You may be wondering what a gasket material supplier is doing writing about poor gasket design. Over the years, we have seen our fair share of design flaws, and just before launch, everyone is scrambling to find a gasket material that will make up for the deficiencies in the design. We are here to tell you that it doesn’t have to be this way! Sometimes the best gasket design can come from choosing the right material in the first place.
More than a few times in our 20+ years of business, we have been called upon to suggest a material for an application before the design is finalized. With our line of metal-reinforced composites, we can offer a solution that is going to seal most joints successfully. We are also on the front end of a lot of gasket designs as well. We are proud to partner with OEM’s and fabricators and provide design assistance, which helps avoid the scramble at the end when the design and material don’t play nicely together.
If you are currently designing a gasket, or may ever design a gasket, read on for some gasket design warning signs and how they can negatively affect how well your gasket will seal…
Some Common Problems & Their Potential Solutions
1. If the temperatures are too hot, the material is burning up.
It may be aging with heat exposure, requiring that a higher temp material be used.
2. If the internal pressure is too high, the gasket is leaking.
Designers should be sure that sufficient flange load is available to obtain an initial seal and then maintain it over the long term.
3. If the material is crushing or splitting, the gasket is leaking.
This may be a result of too much flange load or the design of the flange itself. It may also be a result of material that is not correct for the application, or it might be too soft for the designed flange load.
4. Gasket is fracturing due to expansion/contraction, creating a leak path.
High temperatures can cause flanges to move with the heat expansion. Some materials will not tolerate this growth and contraction and tear apart.
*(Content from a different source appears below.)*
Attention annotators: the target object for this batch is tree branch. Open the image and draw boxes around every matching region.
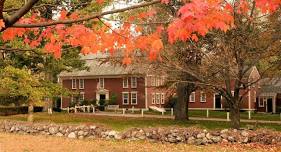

This can be rectified with a surface coating (anti-slip) or a different material altogether.
5. Gasket is not suitable for the fluid contained.
Compatibility should be verified so it does not degrade when exposed to fluid.
6. Gasket material may be swelling, indicating that degradation is present.
Some degree of swelling is typically acceptable. However, excessive swelling is an indicator of breakdown of the material and a suggestion that long-term performance may be questionable.
Now You Know
Even though there are technically advanced gasket materials out there, nothing beats a great design. As a design engineer, your #1 goal is to design something that will meet the requirements of your application. Getting your gasket material manufacturer involved before testing to ensure the design and the gasket material will work together is only going to help you achieve your goal.